The schemes make use of new government funds and use emergency traffic orders to bypass the conventional planning process – public consultation happens over the first six months of operation. That hasn’t stopped a vocal minority from protesting against the LTNs and in some cases vandalising them – or simply driving on pavements to avoid the road closures. In the case of Conservative London borough, Wandsworth, they reacted to objections by swiftly scrapping their LTNs.

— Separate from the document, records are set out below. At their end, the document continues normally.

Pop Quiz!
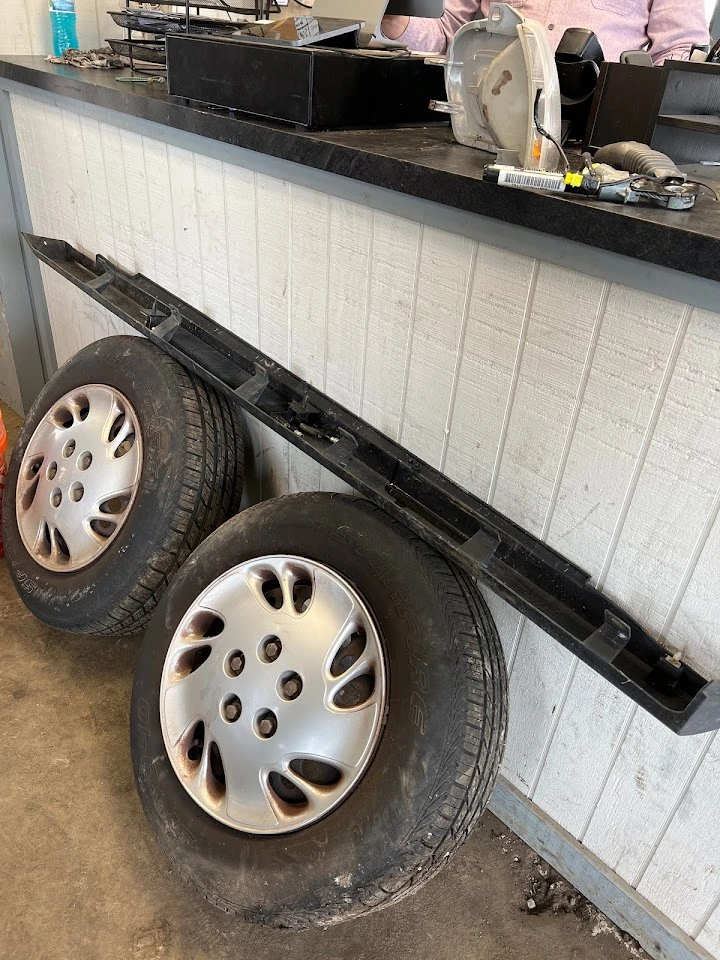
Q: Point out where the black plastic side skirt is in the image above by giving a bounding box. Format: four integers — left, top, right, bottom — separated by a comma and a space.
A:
25, 235, 720, 734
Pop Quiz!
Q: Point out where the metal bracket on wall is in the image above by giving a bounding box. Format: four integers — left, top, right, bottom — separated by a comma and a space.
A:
25, 235, 720, 734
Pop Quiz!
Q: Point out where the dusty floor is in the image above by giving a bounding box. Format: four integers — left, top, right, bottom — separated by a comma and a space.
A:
0, 408, 639, 960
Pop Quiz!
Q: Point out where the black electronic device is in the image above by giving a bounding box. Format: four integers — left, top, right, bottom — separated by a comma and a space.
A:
583, 63, 660, 150
555, 27, 604, 140
166, 35, 446, 130
647, 60, 720, 163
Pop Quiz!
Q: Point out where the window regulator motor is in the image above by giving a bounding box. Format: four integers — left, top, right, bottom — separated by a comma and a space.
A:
485, 140, 700, 210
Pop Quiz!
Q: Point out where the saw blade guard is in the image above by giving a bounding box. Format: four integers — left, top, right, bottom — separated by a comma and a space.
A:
428, 3, 561, 170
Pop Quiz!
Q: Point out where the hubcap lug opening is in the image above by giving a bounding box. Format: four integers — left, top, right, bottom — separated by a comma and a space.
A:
255, 710, 277, 740
262, 637, 282, 663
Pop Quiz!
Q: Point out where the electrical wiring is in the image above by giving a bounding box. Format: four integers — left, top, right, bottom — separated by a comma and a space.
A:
533, 90, 570, 172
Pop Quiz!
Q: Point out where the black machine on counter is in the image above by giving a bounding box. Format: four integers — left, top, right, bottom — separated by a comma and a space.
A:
166, 26, 444, 130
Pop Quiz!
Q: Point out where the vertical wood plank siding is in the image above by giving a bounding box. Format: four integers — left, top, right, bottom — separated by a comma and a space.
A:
13, 92, 720, 958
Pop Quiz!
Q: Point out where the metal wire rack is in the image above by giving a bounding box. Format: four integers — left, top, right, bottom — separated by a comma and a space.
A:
117, 0, 279, 73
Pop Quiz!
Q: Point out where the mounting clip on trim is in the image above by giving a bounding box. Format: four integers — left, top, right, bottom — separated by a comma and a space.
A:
25, 236, 720, 734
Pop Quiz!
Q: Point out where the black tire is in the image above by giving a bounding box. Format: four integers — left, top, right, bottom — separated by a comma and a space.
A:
3, 336, 243, 636
131, 494, 507, 928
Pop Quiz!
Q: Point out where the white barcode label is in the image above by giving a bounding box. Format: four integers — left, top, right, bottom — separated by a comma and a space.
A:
498, 170, 565, 193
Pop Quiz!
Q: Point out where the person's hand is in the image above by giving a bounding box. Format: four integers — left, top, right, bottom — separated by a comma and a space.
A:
380, 17, 410, 40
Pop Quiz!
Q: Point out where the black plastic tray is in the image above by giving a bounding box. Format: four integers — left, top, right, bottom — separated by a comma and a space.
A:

It’s tempting to assume that everyone wants clean air and safer streets, but, as in so many other areas of politics today, the subject of LTNs appears to have become a polarised argument – a culture war between those who believe they have a right to drive whenever and wherever they like and those who believe that a small step towards an answer to climate change, obesity, air pollution is the promotion of active travel. And surely that’s the point – LTNs are only part of the answer. There are echoes of the debacle which saw speed bumps ripped up because of fears of increased air pollution – LTNs will only be truly effective when part of a holistic approach to the reduction of road danger.
Do LTNs work?
Research carried on impacts of active travel interventions in Outer London between 2016-19 has found decreased car ownership and use and increased active travel in intervention areas where Low Traffic Neighbourhoods (LTNs) were introduced. Decreased car ownership and use was found only in such areas. The research suggests that to reduce car use as well as increase active travel, LTNs are an important part of the intervention toolbox.
Co-author of the research Rachel Aldred is a professor in Transport at the University of Westminster with over 25 peer reviewed papers to her name and appears in our documentary about road danger Stop Killing our Children.